Last week, the Health Services Cost Review Commission met to approve new rates for hospitals beginning in July. Maryland has a unique rate-setting system that gives hospitals a waiver from the standard Medicare payment system as long as our hospital costs grow more slowly than the rest of the country. Maryland’s rate-setting system is in jeopardy due to assessments used to fund Medicaid over the last several years--assessments that were approved by the Maryland General Assembly and the Governor. Maryland Hospitals are close to losing the waiver, which represents approximately $18 million in additional revenue for WMHS annually. Preserving the waiver is critical. As a result, hospitals agreed to a 1% reduction in rates, which equates to a $3 million reduction to the WMHS budget effective July 1, 2012 (Fiscal Year 2013). We will receive a modest increase in outpatient rates for FY 2013.
The Maryland waiver benefits everyone--payers, consumers, businesses and hospitals. Yet, hospitals have continued to shoulder the burden of trying to save the waiver. Insurers mark up the cost of health care ten times higher in every other state but Maryland, so the benefit of the waiver is a plus for everyone.
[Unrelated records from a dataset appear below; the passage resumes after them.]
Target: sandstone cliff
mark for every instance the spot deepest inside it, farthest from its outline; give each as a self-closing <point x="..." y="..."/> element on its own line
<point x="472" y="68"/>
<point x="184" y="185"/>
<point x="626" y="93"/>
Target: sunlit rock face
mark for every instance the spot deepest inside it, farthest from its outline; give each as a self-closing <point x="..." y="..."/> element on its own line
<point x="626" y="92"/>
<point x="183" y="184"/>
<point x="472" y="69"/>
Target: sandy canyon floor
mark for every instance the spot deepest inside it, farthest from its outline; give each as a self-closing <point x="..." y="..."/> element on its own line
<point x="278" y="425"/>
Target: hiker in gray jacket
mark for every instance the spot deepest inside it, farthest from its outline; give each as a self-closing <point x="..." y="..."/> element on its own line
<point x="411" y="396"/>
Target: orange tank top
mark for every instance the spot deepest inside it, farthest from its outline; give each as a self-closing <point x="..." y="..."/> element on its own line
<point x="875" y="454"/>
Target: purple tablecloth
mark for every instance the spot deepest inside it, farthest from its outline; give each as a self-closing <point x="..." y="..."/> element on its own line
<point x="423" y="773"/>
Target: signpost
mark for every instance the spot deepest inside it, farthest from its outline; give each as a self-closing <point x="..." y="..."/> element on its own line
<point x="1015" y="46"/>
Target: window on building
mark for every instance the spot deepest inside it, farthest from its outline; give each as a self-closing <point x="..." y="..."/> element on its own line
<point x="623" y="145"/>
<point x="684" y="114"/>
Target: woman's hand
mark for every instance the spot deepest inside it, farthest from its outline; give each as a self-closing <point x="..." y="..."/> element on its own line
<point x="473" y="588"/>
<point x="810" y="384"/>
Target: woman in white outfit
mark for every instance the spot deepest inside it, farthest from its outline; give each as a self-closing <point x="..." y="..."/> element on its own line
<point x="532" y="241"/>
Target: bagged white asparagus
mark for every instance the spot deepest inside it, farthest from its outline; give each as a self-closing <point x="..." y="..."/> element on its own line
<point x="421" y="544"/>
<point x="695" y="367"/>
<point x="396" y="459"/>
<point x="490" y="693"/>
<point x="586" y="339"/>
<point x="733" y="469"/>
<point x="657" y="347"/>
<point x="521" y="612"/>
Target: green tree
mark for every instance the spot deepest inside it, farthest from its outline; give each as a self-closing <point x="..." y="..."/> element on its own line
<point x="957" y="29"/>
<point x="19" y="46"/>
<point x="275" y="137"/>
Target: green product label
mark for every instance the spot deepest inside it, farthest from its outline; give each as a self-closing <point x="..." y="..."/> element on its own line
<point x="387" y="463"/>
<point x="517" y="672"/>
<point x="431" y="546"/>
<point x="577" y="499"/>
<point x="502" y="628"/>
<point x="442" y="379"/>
There needs to be greater sharing of this burden going forward.
The financial health of Maryland hospitals, including the Western Maryland Health System, is in serious jeopardy. The Maryland waiver needs to be modernized to reflect current realities in health care to strengthen the focus on incentives for physicians to control total costs, advance the total patient revenue (TPR) payment methodology, apply population health based delivery systems for the urban and suburban hospitals in Maryland, and look at such creative initiatives as primary care medical homes.
A lot has to be done and hospitals continue to ask the General Assembly to allow us to assist in a better approach to Medicaid sustainability going forward rather than apply assessments to hospitals year after year. We need a plan of approach in Maryland but, unfortunately, we aren't yet there.